Progetti per impianti off-shore e unità rompighiaccio. Il Ministero dell’Industria e del Commercio della Federazione Russa ha stanziato fino al 2030 più di 32 miliardi di euro per un programma per il rafforzamento della cantieristica navale militare e civile.

Tra gli obiettivi principali lo sviluppo di nuovi tipi di navi e servizi marittimi nell’area artica, sempre più strategica, sia per le potenzialità legate all’estrazione di materie prime, sia come rotta di collegamento “alternativa” con l’Asia.

A confermare quest’ultima prospettiva i traffici sulla Northern Sea Route che registrano livelli record a più di un mese dalla chiusura dei collegamenti nella stagione invernale. Stando ai rilevamenti di Rosatomflot, compagnia statale che con la sua flotta di rompighiaccio scorta le navi commerciali impegnate sulla “rotta del Nord Est”, le merci trasportate nel corso del 2012 (gas, petrolio, minerali di ferro ma anche un carico di pesce congelato diretto a San Pietroburgo) ammontano a 1.022.577 tonnellate. Già quasi 200 mila tonnellate in più rispetto a tutto il 2011, per un totale di 35 navi in transito (19 nella direzione ovest – est, 16 nella direzione opposta).

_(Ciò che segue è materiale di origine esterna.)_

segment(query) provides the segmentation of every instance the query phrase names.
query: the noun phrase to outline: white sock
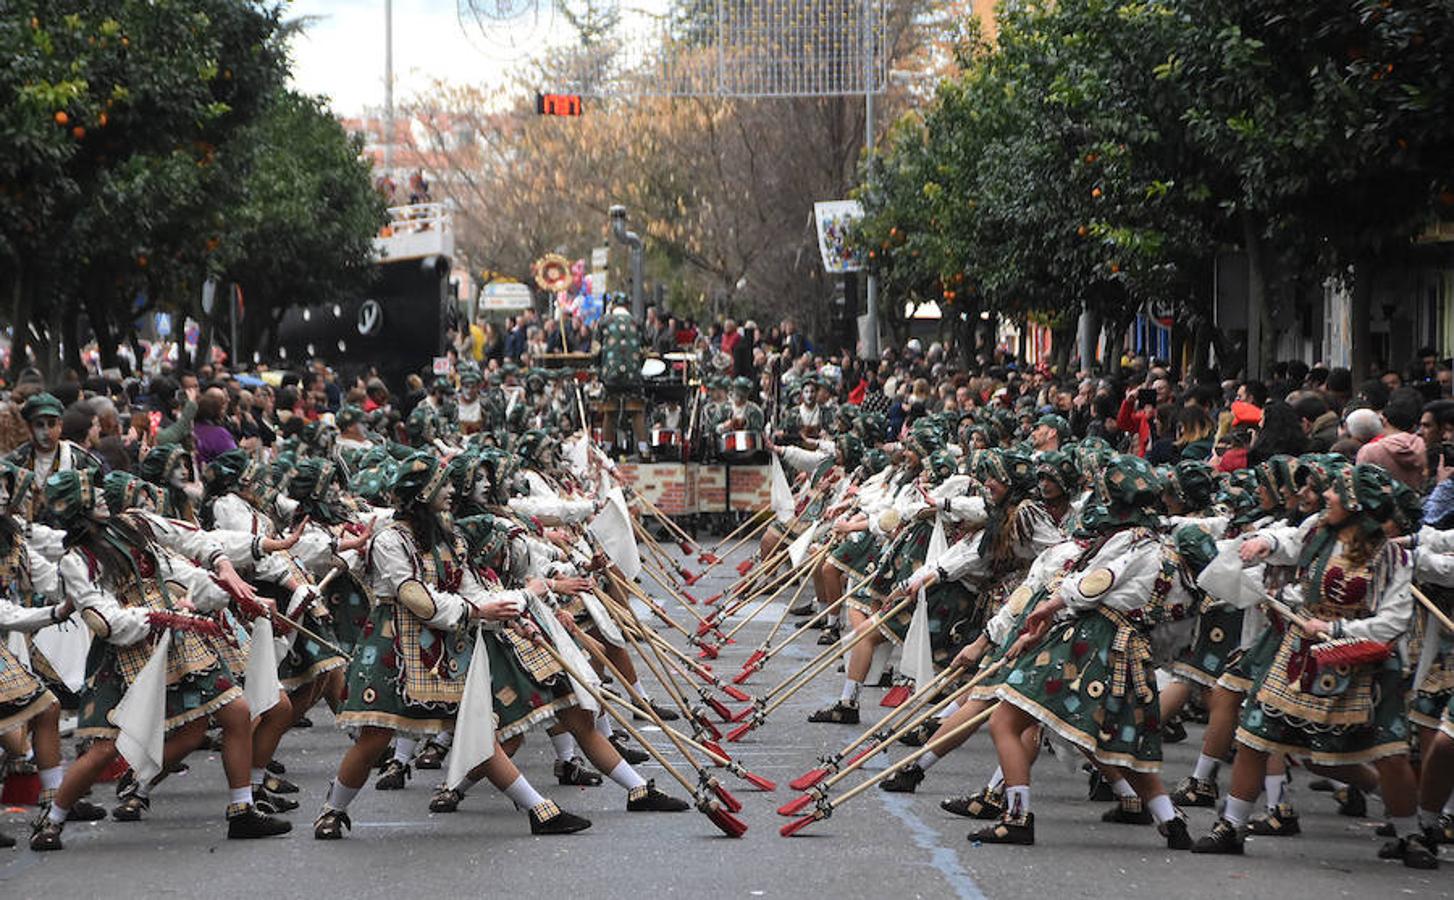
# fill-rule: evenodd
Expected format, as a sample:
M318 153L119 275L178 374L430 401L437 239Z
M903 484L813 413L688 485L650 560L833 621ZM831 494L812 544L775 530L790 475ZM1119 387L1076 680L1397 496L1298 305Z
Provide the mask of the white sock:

Risultati incoraggianti, per una “scorciatoia” che permette di risparmiare fino a 4 mila chilometri, resi possibili da una stagione estiva particolarmente favorevole (con una diminuzione dello spessore dei ghiacci “senza precedenti”). E in linea, soprattutto,  con i desideri del governo russo che entro il 2020 vuole dotarsi, per presidiare l’area, di ben 26 nuovi rompighiaccio (di cui uno a propulsione nucleare), 230 navi cisterna e 40 gasiere.

Una flotta imponente, il cui impatto ambientale, sommato a quello degli altri vettori internazionali, potrebbe avere effetti dirompenti. “La fusione dei ghiacci che permette la navigazione – spiega, ad esempio, la ricerca Troubled Water di T&E – è una conseguenza dei cambiamenti climatici ma potrebbe essere innescata a sua volta dall’aumento dei trasporti marittimi. Un circolo vizioso in cui lo scioglimento favorisce i traffici che, a loro volta, accelerano lo scioglimento”.

Secondo recenti ricerche, d’altronde, l’Artico potrebbe essere libero dai ghiacci entro 30-40 anni ed attirare fino al 10% delle rotte commerciali per l’Asia con danni irreparabili per l’ecosistema.

Già dal 2008 la comunità internazionale ha riconosciuto i possibili problemi legati alla navigazione polare mettendo mano al cosiddetto Polar Code. Ma se le norme sulla sicurezza sono a buon punto nessun passo avanti è stato ancora fatto in materia di protezione ambientale. La stessa Commissione europea in una recente comunicazione ha confermato l’impegno per un maggior controllo per le emissioni nella zona ma non ha definito azione specifiche.

Men che meno la Russia proiettata a conquistare sulla “rotta del nord est” una indiscutibile posizione di predominio.